“Verkeersveiligheid moeten wij als gemeengoed van ons allemaal gaan zien,” zegt minister Kenneth Amoksi van Justitie en Politie in verband met de tiende verkeersveiligheidsmaand. Volgens hem wordt verkeersveiligheid nog teveel gezien als het ‘petje’ van de politie. Scholen, bedrijven, buurtorganisaties en uiteindelijk de deelnemers aan het verkeer zelf moeten ook hun verantwoordelijkheid op zich nemen, is de minister van oordeel.
Het ministerie zal binnenkort ertoe overgaan om de looptijd van het Strategisch Plan voor Verkeersveiligheid 2018-2021 te verlengen.

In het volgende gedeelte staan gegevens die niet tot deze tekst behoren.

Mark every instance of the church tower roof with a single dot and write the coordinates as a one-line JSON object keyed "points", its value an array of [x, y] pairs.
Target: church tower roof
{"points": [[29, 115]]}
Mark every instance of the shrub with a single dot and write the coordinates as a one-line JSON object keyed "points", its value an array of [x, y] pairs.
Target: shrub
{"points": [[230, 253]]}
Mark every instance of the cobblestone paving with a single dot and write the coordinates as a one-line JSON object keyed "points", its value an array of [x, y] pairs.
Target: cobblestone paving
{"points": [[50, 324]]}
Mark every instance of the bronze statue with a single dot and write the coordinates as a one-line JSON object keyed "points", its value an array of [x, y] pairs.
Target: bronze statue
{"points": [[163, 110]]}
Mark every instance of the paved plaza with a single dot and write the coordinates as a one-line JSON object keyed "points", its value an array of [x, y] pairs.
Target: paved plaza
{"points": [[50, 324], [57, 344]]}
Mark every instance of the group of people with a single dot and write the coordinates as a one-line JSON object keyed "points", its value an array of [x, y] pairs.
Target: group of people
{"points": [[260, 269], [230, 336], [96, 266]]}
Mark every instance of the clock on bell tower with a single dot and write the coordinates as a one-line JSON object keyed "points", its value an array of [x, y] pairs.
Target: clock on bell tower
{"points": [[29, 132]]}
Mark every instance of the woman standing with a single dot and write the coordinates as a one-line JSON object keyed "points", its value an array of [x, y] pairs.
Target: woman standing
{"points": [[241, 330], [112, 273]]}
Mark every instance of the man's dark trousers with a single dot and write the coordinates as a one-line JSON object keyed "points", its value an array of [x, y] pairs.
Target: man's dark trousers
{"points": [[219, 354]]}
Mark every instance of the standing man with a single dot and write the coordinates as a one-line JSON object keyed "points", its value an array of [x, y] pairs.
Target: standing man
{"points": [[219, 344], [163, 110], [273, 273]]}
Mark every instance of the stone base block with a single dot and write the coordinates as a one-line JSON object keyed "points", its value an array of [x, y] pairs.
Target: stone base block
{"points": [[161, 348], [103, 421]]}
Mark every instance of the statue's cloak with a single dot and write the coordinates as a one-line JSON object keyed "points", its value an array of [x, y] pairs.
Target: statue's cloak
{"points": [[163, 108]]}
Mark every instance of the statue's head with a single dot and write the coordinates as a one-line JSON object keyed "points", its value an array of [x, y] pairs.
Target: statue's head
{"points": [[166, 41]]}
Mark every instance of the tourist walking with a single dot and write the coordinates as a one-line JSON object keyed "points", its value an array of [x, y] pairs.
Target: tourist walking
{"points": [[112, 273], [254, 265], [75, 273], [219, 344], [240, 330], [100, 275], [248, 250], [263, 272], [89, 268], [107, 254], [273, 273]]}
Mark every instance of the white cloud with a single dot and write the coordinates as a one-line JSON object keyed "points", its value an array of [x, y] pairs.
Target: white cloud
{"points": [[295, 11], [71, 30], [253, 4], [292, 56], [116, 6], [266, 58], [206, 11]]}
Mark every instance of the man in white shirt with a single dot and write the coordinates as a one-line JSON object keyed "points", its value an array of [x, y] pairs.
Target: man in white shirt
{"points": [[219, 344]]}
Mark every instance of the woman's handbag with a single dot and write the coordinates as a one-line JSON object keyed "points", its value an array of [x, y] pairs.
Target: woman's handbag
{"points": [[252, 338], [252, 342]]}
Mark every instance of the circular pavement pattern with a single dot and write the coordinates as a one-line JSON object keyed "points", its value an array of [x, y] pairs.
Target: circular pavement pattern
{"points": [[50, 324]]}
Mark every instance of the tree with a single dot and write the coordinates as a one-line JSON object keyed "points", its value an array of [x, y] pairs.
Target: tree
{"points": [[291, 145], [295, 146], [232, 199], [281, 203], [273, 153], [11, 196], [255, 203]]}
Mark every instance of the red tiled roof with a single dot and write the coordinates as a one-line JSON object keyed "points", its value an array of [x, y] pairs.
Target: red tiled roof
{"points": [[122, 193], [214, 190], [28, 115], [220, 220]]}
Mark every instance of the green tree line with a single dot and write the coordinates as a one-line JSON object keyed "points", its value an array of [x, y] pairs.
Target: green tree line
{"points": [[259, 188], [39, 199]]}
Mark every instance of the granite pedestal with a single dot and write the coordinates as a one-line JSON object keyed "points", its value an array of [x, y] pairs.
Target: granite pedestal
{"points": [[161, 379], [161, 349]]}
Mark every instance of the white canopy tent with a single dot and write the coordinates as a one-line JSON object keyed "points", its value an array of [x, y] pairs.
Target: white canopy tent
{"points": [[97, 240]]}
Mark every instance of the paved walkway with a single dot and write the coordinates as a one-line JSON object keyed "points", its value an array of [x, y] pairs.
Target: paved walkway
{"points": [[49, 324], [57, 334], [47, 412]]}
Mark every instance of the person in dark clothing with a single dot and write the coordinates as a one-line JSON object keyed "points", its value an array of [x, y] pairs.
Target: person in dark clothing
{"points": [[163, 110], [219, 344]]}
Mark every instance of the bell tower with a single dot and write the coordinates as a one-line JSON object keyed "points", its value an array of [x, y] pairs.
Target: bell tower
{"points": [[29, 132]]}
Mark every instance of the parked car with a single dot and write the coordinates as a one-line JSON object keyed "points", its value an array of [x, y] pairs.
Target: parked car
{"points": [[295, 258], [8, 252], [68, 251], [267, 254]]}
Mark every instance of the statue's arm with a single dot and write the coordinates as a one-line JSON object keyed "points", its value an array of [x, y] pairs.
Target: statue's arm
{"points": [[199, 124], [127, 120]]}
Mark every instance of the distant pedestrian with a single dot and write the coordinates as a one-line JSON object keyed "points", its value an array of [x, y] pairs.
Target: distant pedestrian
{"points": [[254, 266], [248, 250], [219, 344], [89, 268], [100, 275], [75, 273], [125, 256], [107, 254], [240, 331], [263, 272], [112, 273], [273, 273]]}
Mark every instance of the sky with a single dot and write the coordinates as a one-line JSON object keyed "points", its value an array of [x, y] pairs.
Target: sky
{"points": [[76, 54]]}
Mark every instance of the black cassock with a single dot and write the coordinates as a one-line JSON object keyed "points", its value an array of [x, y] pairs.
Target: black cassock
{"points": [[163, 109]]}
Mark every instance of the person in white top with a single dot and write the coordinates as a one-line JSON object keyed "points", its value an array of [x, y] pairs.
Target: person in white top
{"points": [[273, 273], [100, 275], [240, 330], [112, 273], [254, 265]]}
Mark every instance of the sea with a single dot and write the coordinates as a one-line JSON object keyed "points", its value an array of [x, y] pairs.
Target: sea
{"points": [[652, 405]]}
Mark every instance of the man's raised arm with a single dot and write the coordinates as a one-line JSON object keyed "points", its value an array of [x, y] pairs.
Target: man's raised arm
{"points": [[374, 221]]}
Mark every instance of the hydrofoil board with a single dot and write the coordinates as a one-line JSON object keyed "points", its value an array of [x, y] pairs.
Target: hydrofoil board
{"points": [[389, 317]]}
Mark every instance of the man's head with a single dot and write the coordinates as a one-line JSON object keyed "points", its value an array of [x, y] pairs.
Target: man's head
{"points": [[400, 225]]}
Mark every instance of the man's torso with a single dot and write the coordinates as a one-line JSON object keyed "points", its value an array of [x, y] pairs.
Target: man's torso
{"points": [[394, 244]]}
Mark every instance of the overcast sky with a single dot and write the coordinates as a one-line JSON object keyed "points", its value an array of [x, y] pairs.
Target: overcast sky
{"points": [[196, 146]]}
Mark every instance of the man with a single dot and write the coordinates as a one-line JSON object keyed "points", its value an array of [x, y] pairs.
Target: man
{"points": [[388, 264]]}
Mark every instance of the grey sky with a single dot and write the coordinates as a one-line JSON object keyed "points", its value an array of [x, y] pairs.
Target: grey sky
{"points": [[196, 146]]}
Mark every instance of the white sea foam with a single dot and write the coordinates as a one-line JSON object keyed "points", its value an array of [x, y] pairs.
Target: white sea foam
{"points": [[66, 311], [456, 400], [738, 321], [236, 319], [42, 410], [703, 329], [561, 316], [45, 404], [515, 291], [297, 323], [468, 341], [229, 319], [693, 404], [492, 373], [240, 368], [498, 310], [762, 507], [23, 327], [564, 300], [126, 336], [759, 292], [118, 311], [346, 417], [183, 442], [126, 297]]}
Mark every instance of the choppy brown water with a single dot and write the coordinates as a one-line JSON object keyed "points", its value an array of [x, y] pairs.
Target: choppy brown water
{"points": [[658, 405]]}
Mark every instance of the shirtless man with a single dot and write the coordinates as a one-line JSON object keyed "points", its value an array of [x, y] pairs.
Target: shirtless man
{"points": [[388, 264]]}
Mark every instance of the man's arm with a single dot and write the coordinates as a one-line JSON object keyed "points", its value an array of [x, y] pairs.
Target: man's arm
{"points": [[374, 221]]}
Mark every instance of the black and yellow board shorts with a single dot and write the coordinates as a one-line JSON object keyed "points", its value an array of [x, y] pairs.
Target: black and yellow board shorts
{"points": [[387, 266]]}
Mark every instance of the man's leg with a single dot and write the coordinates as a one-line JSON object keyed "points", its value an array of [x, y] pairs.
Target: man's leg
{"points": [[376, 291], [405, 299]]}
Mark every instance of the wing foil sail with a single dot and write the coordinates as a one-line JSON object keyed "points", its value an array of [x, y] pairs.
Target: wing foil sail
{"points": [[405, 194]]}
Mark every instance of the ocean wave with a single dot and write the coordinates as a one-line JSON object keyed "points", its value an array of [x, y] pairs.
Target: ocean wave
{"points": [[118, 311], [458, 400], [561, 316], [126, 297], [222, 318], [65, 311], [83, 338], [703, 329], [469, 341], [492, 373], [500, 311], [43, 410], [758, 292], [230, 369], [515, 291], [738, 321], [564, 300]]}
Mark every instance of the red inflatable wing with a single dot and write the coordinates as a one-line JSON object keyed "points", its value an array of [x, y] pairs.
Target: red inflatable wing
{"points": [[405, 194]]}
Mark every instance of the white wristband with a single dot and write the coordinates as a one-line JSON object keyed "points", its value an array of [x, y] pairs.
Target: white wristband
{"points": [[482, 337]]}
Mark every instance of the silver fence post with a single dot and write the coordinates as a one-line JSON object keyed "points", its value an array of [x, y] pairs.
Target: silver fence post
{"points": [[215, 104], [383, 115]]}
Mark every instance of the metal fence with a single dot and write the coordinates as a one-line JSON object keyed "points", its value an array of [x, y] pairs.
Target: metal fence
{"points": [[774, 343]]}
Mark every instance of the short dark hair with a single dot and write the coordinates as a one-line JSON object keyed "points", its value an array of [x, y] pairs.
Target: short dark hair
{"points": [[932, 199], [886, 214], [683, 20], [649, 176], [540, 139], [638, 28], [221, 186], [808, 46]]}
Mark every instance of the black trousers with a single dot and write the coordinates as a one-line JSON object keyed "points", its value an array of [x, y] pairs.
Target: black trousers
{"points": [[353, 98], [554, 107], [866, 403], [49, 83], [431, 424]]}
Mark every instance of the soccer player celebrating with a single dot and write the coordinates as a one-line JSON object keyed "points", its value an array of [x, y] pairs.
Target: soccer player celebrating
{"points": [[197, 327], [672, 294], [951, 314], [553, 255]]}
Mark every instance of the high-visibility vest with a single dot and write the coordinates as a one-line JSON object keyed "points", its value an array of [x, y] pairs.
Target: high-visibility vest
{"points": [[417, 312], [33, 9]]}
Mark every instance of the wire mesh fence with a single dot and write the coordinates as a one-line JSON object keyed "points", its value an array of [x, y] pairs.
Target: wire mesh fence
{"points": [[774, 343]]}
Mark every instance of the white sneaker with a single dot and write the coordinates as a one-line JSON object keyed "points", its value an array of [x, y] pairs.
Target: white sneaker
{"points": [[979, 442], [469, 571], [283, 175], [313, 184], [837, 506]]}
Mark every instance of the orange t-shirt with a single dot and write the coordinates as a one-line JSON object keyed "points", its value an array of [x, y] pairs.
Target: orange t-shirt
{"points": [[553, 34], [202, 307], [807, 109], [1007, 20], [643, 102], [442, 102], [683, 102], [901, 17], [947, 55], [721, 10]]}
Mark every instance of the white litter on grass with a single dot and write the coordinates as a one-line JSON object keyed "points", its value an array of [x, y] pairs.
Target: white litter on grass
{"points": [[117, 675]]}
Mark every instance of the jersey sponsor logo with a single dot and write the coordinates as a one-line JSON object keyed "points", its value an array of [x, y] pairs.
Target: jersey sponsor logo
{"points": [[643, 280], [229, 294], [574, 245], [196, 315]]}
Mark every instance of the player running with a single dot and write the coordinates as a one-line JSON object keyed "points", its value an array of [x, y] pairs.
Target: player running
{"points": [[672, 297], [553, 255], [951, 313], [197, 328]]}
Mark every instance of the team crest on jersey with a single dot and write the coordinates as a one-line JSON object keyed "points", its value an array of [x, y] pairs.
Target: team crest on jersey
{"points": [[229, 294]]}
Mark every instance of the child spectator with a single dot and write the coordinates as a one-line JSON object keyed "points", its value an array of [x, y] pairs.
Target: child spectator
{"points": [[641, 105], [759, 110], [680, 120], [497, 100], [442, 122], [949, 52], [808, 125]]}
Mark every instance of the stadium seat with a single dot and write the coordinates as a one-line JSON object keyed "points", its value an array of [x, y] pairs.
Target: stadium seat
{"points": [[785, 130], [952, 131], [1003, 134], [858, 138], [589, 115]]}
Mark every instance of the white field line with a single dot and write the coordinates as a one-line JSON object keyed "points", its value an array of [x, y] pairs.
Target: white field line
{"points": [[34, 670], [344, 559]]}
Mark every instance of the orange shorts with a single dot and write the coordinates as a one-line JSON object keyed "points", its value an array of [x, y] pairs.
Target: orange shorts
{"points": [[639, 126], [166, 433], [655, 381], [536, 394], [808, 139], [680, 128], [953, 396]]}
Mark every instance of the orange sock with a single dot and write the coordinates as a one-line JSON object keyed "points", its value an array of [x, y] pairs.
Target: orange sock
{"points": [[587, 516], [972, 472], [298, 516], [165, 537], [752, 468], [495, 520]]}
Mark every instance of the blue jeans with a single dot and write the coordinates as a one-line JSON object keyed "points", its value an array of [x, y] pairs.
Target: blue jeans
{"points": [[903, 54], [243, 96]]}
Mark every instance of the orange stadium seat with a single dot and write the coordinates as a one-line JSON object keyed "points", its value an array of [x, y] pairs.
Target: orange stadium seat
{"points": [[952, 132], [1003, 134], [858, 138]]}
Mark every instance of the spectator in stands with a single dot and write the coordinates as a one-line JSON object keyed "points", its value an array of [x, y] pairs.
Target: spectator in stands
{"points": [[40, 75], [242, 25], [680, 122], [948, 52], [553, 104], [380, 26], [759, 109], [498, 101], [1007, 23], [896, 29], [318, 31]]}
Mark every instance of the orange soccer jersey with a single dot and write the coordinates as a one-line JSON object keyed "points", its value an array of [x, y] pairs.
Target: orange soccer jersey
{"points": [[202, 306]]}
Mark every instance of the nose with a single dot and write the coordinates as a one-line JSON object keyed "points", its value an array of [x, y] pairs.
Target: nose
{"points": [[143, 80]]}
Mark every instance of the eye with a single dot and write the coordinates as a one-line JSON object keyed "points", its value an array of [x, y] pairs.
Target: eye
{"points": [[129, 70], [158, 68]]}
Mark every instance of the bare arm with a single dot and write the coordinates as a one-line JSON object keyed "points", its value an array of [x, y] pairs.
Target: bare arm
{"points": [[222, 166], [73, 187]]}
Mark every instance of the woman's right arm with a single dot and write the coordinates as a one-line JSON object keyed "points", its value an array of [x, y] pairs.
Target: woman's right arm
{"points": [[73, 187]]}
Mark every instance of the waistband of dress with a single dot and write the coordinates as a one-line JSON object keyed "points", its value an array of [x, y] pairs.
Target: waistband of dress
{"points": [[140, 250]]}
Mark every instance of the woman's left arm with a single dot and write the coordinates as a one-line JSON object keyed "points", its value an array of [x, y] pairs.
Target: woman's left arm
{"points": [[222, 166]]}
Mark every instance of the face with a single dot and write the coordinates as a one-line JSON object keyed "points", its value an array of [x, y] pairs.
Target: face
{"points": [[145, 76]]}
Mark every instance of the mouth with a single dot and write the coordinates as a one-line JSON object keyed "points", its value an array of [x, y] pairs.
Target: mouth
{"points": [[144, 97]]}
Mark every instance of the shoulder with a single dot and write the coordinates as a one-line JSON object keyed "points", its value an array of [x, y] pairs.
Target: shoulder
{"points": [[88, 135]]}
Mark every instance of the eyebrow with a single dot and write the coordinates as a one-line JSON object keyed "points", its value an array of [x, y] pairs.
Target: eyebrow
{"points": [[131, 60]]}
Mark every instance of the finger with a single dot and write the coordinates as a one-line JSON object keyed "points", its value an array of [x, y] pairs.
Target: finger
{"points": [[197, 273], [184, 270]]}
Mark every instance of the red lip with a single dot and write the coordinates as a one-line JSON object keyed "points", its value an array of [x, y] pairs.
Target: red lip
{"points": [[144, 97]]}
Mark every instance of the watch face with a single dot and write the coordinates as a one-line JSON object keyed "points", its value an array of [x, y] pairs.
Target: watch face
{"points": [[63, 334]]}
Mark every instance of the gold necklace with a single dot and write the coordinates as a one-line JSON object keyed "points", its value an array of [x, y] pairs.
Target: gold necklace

Dit plan houdt in dat de verkeersveiligheid een ieders verantwoordelijkheid is en heeft als algemeen doel om in 2021 de verkeersongevallen met dodelijke afloop en de letselschade met 30 procent te verminderen ten opzichte van 2016. Dit plan hield in dat dit jaar het aantal verkeersdoden moest zijn teruggebracht naar 50 en verkeersslachtoffers naar 2600. Deze opgave is niet makkelijk, gelukkig niet onmogelijk, zegt de minister.
Deze regering is voornemens om de beleidsmaatregelen die zijn genoemd in het plan met de juiste commitment te realiseren om de gestelde doelen in het kader van het decennium van actie voor verkeersveiligheid te realiseren. Ook internationaal blijkt dat het aantal verkeersdoden niet is teruggebracht met 50 procent in 2020; integendeel, het aantal verkeersdoden is juist met duizenden gestegen wereldwijd. Dat heeft gemaakt dat de Verenigde Naties het decennium tot 2030 heeft verlengd.
Belangrijk is te noemen de stap die het ministerie genomen heeft om een van de maatregelen die genoemd is in het plan, namelijk: de oprichting van een verkeersveiligheidsinstituut. Dit instituut is reeds voorzien van een directeur in de persoon van Joanne Adraai. Het verkeersveiligheidsinstituut zal verantwoordelijk zijn voor de centrale aansturing van verkeersveiligheid in Suriname om zodoende het aantal verkeersdoden en –slachtoffers drastisch te verminderen.